Sus orígenes datan hacia miles de años atrás y su formación es consecuencia de la erosión ocasionada por el agua al filtrarse entre la roca calcárea.
Una especie de sello se formó, dejando intacto una civilización congelada en su interior. En muchas de estas se han encontrado fósiles y otros restos óseos de animales extintos en la actualidad, de sumo valor arqueológico.
Los indios que anteriormente poblaron nuestra isla utilizaron las fuentes acuíferas, como, al parecer, algunos de estos sostenían un valor significativo dentro de sus creencias y llegaron a ser considerados lugares sagrados. Esto se hace evidente en la gran cantidad de vestigios de recipientes y vasijas de barro escondidas bajo el agua e, incluso, en ciertas cuevas, el hallazgo de objetos ceremoniales.
En la actualidad muchas comunidades dependen de estas reservas de agua para su abastecimiento.
Su aislamiento de largo plazo ha dado cabida a ecosistemas únicos, totalmente ajenos al existente en nuestro mundo exterior. Las condiciones de oscuridad absoluta han dado lugar a la especialización de especies que han desarrollado y evolucionado interiormente.
Habitan camarones, peces y crustáceos en las inmediaciones de las cuevas careciendo en su totalidad de pigmentación y de órganos ópticos, ya que por la carencia de luz no le son de utilidad y se valen de otros recursos sensoriales.
Al cohabitar en un medio donde el alimento es escaso y difícil de conseguir no gozan de mucho tamaño, reduciéndose a meros centímetros o milímetros.
Su aislamiento ha generado un alto endemismo, aunándole mayor valor biológico a estas grutas.
Se requiere de previo entrenamiento y un equipo especializado para poder penetrar a ellas. Uno se encontrará a grandes profundidades de la superficie, lo cual se traduce en ausencia de luz.

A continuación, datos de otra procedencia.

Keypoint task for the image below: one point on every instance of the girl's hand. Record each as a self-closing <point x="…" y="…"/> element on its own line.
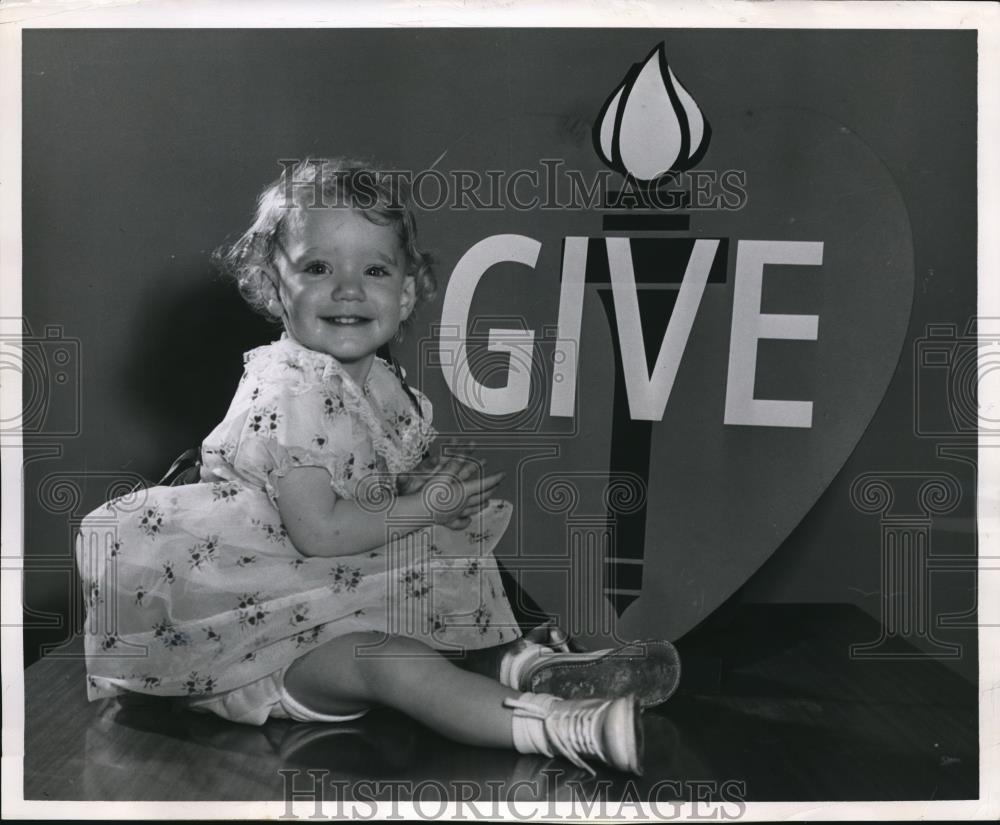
<point x="456" y="492"/>
<point x="414" y="481"/>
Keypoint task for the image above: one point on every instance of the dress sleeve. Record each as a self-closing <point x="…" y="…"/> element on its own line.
<point x="291" y="425"/>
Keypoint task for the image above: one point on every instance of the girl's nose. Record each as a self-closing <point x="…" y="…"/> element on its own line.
<point x="348" y="288"/>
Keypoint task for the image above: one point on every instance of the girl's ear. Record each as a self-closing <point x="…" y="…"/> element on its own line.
<point x="274" y="305"/>
<point x="408" y="300"/>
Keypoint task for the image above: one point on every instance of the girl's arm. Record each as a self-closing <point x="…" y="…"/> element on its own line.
<point x="320" y="523"/>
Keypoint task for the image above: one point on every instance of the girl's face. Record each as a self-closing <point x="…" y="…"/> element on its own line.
<point x="342" y="285"/>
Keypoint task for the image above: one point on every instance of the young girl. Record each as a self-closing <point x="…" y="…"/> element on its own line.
<point x="308" y="576"/>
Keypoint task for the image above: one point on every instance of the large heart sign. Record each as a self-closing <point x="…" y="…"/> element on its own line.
<point x="726" y="360"/>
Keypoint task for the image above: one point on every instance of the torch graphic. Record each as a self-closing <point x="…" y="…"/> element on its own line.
<point x="650" y="130"/>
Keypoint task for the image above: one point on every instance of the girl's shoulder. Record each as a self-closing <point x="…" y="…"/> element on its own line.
<point x="285" y="362"/>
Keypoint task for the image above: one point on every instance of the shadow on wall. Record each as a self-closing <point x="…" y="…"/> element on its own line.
<point x="186" y="363"/>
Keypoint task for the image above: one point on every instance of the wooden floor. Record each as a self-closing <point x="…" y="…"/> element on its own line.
<point x="770" y="699"/>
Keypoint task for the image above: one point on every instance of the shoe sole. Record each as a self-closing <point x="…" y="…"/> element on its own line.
<point x="650" y="671"/>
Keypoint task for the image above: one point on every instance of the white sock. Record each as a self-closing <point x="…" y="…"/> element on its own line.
<point x="513" y="664"/>
<point x="529" y="730"/>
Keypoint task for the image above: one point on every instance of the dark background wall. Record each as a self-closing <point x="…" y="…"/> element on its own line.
<point x="143" y="150"/>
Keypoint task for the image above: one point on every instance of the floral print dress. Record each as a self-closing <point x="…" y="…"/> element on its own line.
<point x="196" y="589"/>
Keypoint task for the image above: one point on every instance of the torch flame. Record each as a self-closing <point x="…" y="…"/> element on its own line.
<point x="650" y="125"/>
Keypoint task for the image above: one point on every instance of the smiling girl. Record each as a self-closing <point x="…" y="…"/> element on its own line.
<point x="307" y="575"/>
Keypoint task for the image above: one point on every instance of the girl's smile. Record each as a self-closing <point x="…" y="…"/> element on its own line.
<point x="343" y="285"/>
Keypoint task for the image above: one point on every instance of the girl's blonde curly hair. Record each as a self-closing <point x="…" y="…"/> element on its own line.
<point x="322" y="183"/>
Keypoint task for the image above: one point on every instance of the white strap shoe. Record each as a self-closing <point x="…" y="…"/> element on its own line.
<point x="609" y="731"/>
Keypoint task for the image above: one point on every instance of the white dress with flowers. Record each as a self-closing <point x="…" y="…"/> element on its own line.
<point x="196" y="589"/>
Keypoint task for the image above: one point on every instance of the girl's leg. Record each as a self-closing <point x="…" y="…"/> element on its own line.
<point x="362" y="669"/>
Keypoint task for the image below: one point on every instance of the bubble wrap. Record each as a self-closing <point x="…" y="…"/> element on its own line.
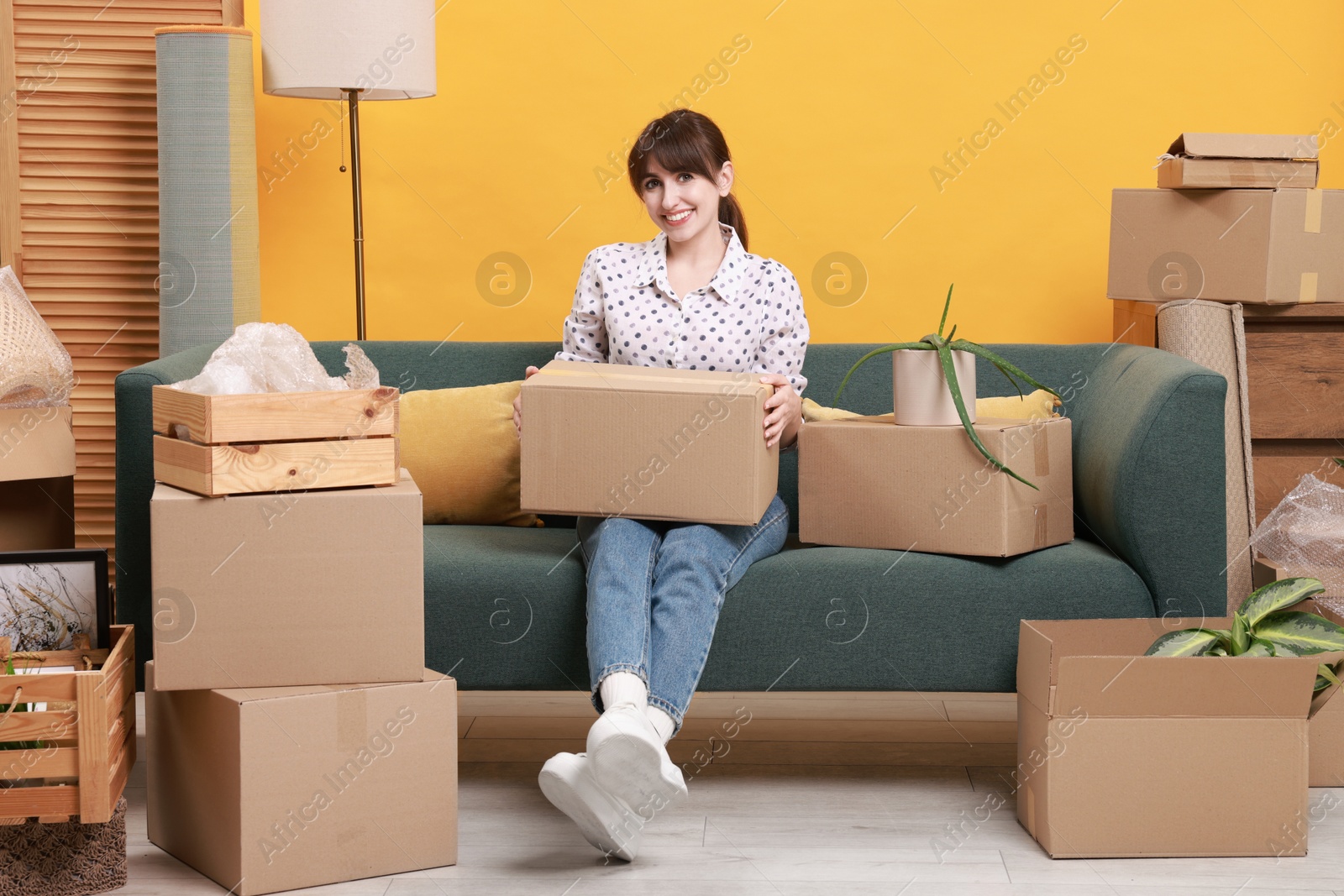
<point x="1305" y="537"/>
<point x="35" y="369"/>
<point x="273" y="358"/>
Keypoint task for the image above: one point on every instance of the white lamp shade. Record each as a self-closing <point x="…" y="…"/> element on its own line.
<point x="319" y="49"/>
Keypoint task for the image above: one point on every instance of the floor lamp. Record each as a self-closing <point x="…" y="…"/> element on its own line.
<point x="354" y="50"/>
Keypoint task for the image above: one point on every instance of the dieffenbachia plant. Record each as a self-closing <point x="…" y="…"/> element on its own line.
<point x="1263" y="627"/>
<point x="945" y="347"/>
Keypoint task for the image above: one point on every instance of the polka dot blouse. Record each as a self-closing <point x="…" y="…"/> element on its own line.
<point x="749" y="317"/>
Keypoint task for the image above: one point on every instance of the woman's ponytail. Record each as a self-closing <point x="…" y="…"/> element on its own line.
<point x="730" y="214"/>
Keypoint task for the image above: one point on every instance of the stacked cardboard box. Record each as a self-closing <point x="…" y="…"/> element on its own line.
<point x="295" y="736"/>
<point x="38" y="476"/>
<point x="1236" y="219"/>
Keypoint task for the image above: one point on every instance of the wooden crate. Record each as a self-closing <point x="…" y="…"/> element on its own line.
<point x="87" y="732"/>
<point x="276" y="441"/>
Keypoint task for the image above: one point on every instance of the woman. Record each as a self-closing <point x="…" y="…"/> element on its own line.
<point x="692" y="298"/>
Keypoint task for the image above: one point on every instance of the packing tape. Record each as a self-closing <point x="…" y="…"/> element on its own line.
<point x="351" y="719"/>
<point x="622" y="375"/>
<point x="1312" y="222"/>
<point x="1307" y="291"/>
<point x="1242" y="174"/>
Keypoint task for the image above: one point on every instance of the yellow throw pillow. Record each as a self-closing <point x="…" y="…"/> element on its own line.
<point x="461" y="449"/>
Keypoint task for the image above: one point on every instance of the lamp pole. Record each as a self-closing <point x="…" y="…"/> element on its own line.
<point x="353" y="93"/>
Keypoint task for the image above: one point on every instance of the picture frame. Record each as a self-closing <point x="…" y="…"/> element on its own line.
<point x="47" y="597"/>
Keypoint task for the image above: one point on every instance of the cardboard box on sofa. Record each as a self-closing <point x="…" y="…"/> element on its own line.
<point x="276" y="789"/>
<point x="1327" y="726"/>
<point x="644" y="443"/>
<point x="866" y="483"/>
<point x="1124" y="755"/>
<point x="1256" y="246"/>
<point x="288" y="587"/>
<point x="37" y="479"/>
<point x="1215" y="161"/>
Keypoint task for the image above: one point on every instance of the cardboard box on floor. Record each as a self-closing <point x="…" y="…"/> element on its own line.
<point x="37" y="479"/>
<point x="288" y="587"/>
<point x="1254" y="246"/>
<point x="1124" y="755"/>
<point x="275" y="789"/>
<point x="1215" y="161"/>
<point x="867" y="483"/>
<point x="1327" y="726"/>
<point x="645" y="443"/>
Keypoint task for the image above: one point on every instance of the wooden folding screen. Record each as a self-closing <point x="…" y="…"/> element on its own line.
<point x="80" y="197"/>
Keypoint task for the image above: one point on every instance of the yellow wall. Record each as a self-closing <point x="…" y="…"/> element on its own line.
<point x="837" y="114"/>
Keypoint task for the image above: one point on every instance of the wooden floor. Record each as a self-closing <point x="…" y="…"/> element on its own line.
<point x="830" y="794"/>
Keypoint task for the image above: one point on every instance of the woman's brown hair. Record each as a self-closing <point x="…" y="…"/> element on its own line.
<point x="685" y="140"/>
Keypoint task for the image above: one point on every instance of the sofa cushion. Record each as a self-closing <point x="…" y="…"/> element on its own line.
<point x="507" y="609"/>
<point x="461" y="448"/>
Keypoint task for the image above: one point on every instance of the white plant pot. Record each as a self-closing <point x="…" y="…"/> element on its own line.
<point x="921" y="391"/>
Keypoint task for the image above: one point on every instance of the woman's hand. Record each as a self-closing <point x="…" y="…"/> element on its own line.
<point x="783" y="411"/>
<point x="517" y="405"/>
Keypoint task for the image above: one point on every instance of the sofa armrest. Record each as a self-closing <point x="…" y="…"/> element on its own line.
<point x="136" y="484"/>
<point x="1149" y="473"/>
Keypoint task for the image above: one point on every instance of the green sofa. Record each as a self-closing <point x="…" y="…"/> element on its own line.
<point x="504" y="607"/>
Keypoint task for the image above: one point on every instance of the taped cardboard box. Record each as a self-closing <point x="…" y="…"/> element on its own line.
<point x="288" y="587"/>
<point x="645" y="443"/>
<point x="1254" y="246"/>
<point x="866" y="483"/>
<point x="275" y="789"/>
<point x="37" y="479"/>
<point x="1327" y="726"/>
<point x="1126" y="755"/>
<point x="1213" y="161"/>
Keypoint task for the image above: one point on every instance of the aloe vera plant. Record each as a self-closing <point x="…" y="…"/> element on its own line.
<point x="945" y="347"/>
<point x="19" y="707"/>
<point x="1263" y="626"/>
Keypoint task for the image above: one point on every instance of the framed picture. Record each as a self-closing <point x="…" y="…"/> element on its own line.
<point x="49" y="597"/>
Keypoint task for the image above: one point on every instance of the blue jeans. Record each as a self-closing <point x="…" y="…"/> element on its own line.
<point x="654" y="595"/>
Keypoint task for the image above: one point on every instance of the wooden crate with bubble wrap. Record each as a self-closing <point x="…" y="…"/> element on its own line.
<point x="217" y="445"/>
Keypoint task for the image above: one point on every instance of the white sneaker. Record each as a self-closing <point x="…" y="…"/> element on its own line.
<point x="604" y="820"/>
<point x="631" y="761"/>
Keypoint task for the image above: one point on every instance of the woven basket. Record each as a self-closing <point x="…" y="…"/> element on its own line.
<point x="64" y="859"/>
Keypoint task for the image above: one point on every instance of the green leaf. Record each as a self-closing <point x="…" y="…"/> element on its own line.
<point x="999" y="367"/>
<point x="1241" y="634"/>
<point x="1300" y="633"/>
<point x="980" y="351"/>
<point x="895" y="347"/>
<point x="1260" y="647"/>
<point x="1326" y="672"/>
<point x="951" y="374"/>
<point x="1278" y="595"/>
<point x="1187" y="642"/>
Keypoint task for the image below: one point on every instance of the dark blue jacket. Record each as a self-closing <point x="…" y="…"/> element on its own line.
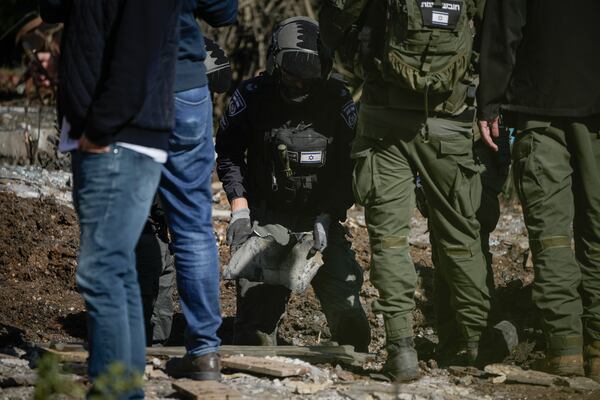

Esta disciplina tiene como nombre espeleobuceo, el cual cada vez acoge un apogeo mayor entre los aficionados al buceo recreativo debido a la emoción de poderse adentrar en los escasos lugares aun por explorar en nuestro universo.
No obstante a la total falta de luz, las cuevas sumergibles son una delicia sensorial gracias a la profusión y magna belleza de las formaciones magistralmente preservadas en las mayorías de nuestras cuevas.
Se destaca mencionar las siguientes cuevas sumergibles que el viajero es alentado a visitar: “La Poza”, “El Pozo”, “Cueva Mondesí”, “Cuevas de Trou Nicolás”, “Cueva del Limón”, la “Cueva de Cabo Mongó”, la “Cueva de los Pichiriles”, la “Cueva de Trudillé”, la “Cueva de Butá Nin Bale”, entre otras más.